We were totally impressed by your 2020 short film L'Apogée, a biopic about the young Adolf Hitler. It was your first experience as a director and a producer, and you also performed in it. How did you navigate such a controversial figure and what was your creative process in all of these roles?

In my approach and my artistic career, I am interested in the problems of collective memory. My projects retrace the memory of places, of people in their frozen temporal state. This setting of time is expressed by a duality mixing nostalgia, social and conceptual documentary, investigation, fiction and history. I am particularly interested in scabrous historical figures, as well as forgotten and controversial men and women of our society, working on different periods to question time and space.

I had been studying the Second World War for some years now and particularly Hitler as a man and not just as a politician. I found so many fascinating stories that were never mentioned once in the history books and that explained a lot of the public history that we know. I'm thinking in particular of the relationship he had with Emil Maurice and or Geli Raubal, his niece whom I play in this film. She is undoubtedly a person with whom I identify myself a lot, as strange as it may seem... I would add that this theme is also important on a personal level. Since I was young, I have been concerned by the tormented past of this war. Although I did not experience it personally, I experienced it through my family, through third parties, through testimonies, through collective history and my own, forging who I am today.

“At that time I had learnt filmmaking through my first training course and I thought why not try it. It was cheeky, but it could work. We learn by doing and not only through theory, right?”

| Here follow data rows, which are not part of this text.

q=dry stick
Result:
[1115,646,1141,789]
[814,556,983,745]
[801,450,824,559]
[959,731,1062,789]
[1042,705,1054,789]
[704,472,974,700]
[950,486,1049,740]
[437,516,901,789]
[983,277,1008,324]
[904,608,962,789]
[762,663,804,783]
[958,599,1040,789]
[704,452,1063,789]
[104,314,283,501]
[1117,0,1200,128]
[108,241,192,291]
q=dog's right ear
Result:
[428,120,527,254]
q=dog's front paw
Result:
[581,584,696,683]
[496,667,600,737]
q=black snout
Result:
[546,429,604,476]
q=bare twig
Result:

The initial project was not about Hitler and was a photographic project that I did with John Ludwig, a German actor from Berlin. After the first version which was about a simple German soldier. I wanted to make a short film, however, without any bad puns, John had something special that made him appear as Hitler in the picture. At that time I had learnt filmmaking through my first training course and I thought why not try it. It was cheeky, but it could work. We learn by doing and not only through theory, right?

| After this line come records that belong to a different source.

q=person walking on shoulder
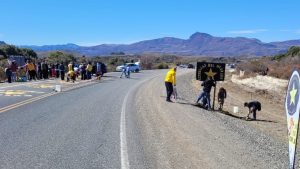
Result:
[244,101,261,120]
[218,87,227,110]
[196,76,216,110]
[165,67,176,102]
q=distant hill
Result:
[22,32,300,56]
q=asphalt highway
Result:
[0,71,164,169]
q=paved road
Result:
[0,71,164,169]
[0,70,288,169]
[0,79,101,111]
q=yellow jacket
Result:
[165,68,176,86]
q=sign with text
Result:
[196,62,225,81]
[285,70,300,169]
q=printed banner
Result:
[285,70,300,169]
[196,62,225,81]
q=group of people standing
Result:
[5,60,106,83]
[120,65,130,78]
[165,67,261,120]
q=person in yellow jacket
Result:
[25,60,36,80]
[86,62,93,79]
[165,67,176,102]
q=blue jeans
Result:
[197,91,211,108]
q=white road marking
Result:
[120,91,130,169]
[0,80,53,89]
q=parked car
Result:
[116,63,141,72]
[188,63,195,69]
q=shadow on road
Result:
[177,102,278,123]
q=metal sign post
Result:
[285,70,300,169]
[213,82,217,110]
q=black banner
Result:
[196,62,225,81]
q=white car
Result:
[116,63,141,72]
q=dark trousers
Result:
[56,70,59,78]
[165,82,173,101]
[7,76,11,83]
[60,71,65,80]
[81,71,86,80]
[28,70,36,80]
[42,70,48,79]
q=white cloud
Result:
[228,29,268,34]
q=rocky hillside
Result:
[18,32,300,56]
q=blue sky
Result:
[0,0,300,46]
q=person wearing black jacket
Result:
[196,76,216,110]
[244,101,261,120]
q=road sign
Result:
[196,62,225,81]
[285,70,300,169]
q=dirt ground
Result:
[192,68,288,143]
[132,69,288,169]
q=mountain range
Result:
[20,32,300,56]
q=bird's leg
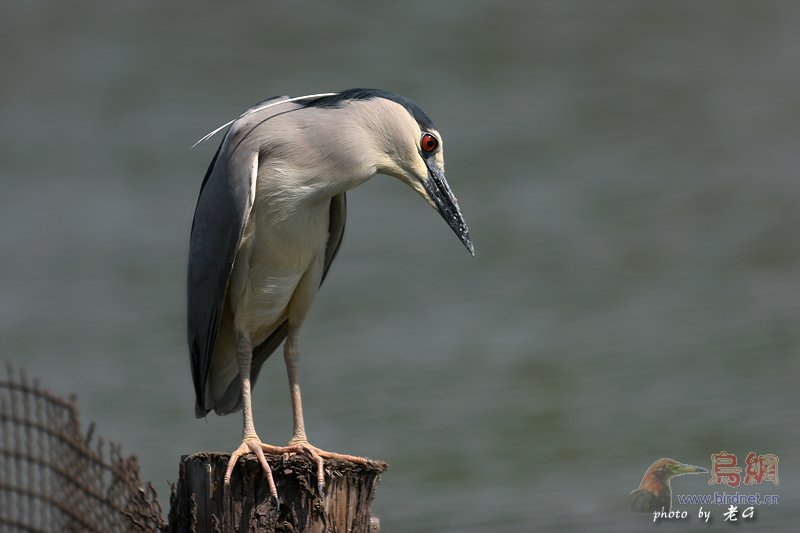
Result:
[225,334,278,503]
[274,326,371,495]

This project is my first film as an independent writer and director. I organised and financed this film from start to finish in only three months to be able to shoot in April 2019.  L'Apogée is a short film about the psychoses of Chancellor Adolf Hitler. This film project was co-produced with Andreas Reuther, a Berlin-based cinematographer and John Ludwig,  who plays the lead role. The filming, carried out on a small budget of 3,000 Swiss francs and involving a reunion between history lovers. I would say that my training helped me to organise all this. I had as much the foundations of a producer than of a filmmaker, which made me very independent at its creation. I think that this common passion for history is what made this project happen. Without this passion the result would probably not be the same! 

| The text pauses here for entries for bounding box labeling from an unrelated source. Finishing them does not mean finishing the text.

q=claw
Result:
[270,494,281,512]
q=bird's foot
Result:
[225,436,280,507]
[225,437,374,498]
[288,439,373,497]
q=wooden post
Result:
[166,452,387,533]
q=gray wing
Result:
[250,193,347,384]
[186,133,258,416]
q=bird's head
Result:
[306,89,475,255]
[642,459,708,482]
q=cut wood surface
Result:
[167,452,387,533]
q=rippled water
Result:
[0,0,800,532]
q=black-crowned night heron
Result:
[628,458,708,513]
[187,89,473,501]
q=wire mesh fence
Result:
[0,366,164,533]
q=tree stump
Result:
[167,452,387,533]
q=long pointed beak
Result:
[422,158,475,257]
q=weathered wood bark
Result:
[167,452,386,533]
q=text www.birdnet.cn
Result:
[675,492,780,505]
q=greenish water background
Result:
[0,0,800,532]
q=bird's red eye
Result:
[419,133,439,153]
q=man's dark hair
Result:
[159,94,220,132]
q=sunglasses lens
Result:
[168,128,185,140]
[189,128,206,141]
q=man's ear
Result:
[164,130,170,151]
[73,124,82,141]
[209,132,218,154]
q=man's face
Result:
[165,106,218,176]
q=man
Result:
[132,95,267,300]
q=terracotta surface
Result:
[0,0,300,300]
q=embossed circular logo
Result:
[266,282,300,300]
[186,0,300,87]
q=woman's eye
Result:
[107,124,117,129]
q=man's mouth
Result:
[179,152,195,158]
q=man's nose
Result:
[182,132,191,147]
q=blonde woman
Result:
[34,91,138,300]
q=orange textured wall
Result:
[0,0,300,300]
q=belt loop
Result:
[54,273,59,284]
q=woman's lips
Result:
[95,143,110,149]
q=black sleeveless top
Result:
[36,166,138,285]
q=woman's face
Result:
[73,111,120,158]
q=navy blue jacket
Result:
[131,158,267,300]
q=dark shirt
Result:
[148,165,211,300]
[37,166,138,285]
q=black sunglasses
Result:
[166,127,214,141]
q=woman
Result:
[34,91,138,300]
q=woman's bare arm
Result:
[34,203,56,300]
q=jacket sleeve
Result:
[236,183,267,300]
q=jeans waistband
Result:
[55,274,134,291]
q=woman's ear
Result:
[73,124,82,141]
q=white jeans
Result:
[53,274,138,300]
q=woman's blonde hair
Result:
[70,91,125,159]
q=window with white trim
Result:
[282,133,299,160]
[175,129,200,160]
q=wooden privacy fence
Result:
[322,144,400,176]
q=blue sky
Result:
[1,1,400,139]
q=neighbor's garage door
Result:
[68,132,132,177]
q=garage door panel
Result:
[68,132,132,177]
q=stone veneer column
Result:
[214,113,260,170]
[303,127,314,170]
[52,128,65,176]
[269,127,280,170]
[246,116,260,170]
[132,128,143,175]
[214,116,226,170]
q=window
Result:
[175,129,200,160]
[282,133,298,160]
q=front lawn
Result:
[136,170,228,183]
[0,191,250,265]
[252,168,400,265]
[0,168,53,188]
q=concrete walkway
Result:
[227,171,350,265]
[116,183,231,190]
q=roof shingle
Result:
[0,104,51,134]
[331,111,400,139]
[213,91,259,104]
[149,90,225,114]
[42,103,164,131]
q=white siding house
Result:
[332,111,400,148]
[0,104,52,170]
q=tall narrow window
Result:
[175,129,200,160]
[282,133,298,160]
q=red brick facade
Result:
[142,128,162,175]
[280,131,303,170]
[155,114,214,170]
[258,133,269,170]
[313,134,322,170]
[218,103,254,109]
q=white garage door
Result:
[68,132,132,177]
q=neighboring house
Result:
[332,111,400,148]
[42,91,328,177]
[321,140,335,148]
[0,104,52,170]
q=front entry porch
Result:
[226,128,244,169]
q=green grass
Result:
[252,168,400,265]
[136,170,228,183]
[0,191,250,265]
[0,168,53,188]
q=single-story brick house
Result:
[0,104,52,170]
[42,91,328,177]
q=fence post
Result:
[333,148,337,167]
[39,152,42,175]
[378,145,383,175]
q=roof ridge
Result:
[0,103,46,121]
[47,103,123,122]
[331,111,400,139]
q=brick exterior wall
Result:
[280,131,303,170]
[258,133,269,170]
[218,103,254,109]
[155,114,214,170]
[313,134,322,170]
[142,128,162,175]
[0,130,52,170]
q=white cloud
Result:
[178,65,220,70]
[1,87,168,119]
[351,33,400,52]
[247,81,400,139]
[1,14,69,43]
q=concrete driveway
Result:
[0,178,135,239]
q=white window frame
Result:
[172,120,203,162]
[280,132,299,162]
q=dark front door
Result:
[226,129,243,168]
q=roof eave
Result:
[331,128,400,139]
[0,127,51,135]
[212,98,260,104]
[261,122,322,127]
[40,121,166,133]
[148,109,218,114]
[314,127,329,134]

Who or what are your greatest inspirations?

I find a lot of inspiration in music and not so much in my peers. I think in particular of Woodkid for the Apogee project, otherwise I listen mainly to film soundtracks and classical music when I create. They are what forge my work. By listening to music, I invent a mental world for myself and all the rest is simply built without any effort: the scenario, the images, the characters... Each piece of music has a scene and all the music creates the film or the photographic project. 

As an inspiration, I would say that I identify myself with Virginie Rebetez, who is also a Swiss photographer, or Elina Brotherus whom I admire a lot for her audacity. In the classical field, Bertolt Brecht or Sophie Calle.

Now that you’re back in Switzerland, what’s next on your journey?

I plan to graduate as a photographer at the CEPV and then go on to study for a bachelor's degree in visual arts at the HEAD in Geneva, where I will develop my documentary and experimental projects on the memory of war and also make a new short historical film on the same subject. This is the idea for the next three years.